Entertainment

Courtesy of Spike

'The Mist' TV Show Will Be Very Different From The Book

by Megan Walsh

Spike TV's The Mist is the most recent adaptation of the Stephen King novella of the same name. The novella was published in a horror anthology back in 1980 and has since been turned into a feature film, which premiered in 2007. The film, directed by Frank Darabont and starring Thomas Jane, stayed fairly faithful to the source material, though the altered ending gave it an even harder punch. Now The Mist TV show vs. the book shows that the series will be taking a different approach.

The novella concerns a strange, dense mist that envelops a small New England town and traps a group of its residents inside a local supermarket. They quickly discover the mist contains mysterious, vicious creatures that kill anyone who tries to escape. Things break down within the group as their confinement goes on, resulting in violence. It appears that the Spike series will play with similar themes, but otherwise depart from the novel.

Though the mist remains the inciting event that changes everything in town, the TV show introduces an entirely new cast of characters with their own dark secrets and prejudices, which are exacerbated by the new circumstances they find themselves living under. "It's a weird cousin to the original material," series creator Christian Torpe told Entertainment Weekly. "It has a constant ebb and flow communication with the novella. But who knows? Maybe some of the original characters will make a cameo at some point."

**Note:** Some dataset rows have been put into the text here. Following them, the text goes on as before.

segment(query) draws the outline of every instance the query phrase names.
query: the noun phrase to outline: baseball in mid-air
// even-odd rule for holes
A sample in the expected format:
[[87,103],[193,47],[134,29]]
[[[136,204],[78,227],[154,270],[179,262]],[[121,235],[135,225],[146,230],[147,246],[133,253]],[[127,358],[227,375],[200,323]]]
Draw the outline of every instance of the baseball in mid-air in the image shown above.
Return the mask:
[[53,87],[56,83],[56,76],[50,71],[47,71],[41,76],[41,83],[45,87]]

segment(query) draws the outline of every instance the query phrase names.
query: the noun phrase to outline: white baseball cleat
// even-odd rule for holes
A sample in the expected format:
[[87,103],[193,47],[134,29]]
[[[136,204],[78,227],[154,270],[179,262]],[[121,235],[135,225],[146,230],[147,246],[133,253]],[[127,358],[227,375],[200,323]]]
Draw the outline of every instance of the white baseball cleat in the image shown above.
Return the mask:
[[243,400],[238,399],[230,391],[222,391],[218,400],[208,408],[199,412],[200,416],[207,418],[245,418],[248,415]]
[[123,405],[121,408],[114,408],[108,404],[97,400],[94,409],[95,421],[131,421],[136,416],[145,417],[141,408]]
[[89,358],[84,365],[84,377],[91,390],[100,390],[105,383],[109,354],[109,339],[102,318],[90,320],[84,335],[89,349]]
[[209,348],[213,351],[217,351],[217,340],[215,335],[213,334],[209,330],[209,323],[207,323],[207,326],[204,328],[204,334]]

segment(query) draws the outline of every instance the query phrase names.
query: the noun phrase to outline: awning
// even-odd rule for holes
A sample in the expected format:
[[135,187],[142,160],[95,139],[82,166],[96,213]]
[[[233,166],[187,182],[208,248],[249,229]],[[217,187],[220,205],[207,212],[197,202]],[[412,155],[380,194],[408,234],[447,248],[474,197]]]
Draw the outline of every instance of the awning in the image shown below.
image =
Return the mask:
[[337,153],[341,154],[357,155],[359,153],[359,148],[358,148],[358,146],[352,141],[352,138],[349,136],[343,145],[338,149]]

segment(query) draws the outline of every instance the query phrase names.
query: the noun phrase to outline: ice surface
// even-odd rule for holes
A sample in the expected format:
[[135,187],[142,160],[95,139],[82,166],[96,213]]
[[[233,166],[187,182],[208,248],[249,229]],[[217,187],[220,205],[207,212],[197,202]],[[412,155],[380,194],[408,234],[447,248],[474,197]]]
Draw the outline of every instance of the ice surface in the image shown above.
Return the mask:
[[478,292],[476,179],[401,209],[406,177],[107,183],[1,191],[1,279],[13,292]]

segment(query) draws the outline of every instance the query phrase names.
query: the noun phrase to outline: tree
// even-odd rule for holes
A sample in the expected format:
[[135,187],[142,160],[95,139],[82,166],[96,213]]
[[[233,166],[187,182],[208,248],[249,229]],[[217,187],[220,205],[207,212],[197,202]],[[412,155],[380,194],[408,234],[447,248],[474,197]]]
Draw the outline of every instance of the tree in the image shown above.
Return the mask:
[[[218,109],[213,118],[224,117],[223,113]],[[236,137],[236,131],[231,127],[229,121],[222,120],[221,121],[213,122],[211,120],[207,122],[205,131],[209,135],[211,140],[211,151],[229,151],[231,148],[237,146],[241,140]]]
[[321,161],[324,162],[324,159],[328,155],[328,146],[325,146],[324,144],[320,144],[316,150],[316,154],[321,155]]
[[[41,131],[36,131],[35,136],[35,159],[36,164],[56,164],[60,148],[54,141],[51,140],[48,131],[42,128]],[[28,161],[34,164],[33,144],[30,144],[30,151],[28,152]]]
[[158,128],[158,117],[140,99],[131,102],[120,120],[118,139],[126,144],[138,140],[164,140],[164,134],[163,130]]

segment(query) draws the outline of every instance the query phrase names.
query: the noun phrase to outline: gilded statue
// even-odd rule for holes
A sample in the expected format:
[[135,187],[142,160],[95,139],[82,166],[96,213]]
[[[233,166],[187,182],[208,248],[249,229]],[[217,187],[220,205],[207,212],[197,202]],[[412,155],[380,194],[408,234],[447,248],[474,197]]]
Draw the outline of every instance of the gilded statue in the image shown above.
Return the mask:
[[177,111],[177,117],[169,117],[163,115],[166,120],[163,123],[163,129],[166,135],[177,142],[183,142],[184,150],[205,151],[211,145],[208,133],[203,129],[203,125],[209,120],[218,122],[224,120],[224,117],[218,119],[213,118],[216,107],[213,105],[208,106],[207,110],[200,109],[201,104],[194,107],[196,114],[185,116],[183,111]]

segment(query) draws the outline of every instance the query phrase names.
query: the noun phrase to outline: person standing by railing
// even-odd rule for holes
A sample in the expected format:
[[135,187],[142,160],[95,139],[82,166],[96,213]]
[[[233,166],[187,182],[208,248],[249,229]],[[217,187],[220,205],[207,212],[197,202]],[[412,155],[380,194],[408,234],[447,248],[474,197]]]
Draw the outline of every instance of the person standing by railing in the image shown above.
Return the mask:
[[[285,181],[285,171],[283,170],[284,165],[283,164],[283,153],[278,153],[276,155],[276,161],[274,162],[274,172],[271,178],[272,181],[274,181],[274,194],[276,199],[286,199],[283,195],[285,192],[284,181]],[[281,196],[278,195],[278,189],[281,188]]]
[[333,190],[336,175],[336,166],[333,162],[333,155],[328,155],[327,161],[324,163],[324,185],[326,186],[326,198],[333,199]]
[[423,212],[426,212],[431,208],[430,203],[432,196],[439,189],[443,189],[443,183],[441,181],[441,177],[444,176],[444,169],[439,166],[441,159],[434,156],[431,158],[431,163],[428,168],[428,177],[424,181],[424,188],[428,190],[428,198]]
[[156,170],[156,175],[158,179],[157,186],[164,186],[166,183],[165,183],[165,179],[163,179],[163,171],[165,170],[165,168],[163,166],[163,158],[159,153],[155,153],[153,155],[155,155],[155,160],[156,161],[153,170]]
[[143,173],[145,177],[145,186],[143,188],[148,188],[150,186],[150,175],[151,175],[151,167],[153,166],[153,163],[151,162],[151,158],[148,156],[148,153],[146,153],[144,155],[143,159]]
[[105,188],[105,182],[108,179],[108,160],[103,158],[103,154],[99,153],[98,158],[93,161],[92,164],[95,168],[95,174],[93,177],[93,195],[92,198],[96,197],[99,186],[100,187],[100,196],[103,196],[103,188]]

In addition to an all new cast of characters, the Spike series will be playing around with the setting. Instead of grounding all the action in one place, The Mist will be spread over a few key locations: a mall, a church, and several smaller hold-outs where the titular mist has held the residents hostage. The show will seek to explore how issues of misogyny, homophobia, and racism have been brewing in the town all along, but the addition of the mist brings everything to the surface.

Most of the changes were introduced with the intention of adapting a relatively short novel as a potentially long-running series, but Torpe also felt able to change things because a more faithful adaptation already existed in the form of the Darabont film. According to Torpe, he wanted to be respectful to the source material, but he also had to take into account the challenges of adapting to television. "The novella is two hundred pages and one location, and we needed to change that to make an ongoing series," he told Entertainment Weekly in the same interview. "But we wanted to remain faithful to the heart of the story."

Hopefully fans of King's original novel as well as totally new viewers will both be able to find something to enjoy in The Mist, which premieres June 22 on Spike.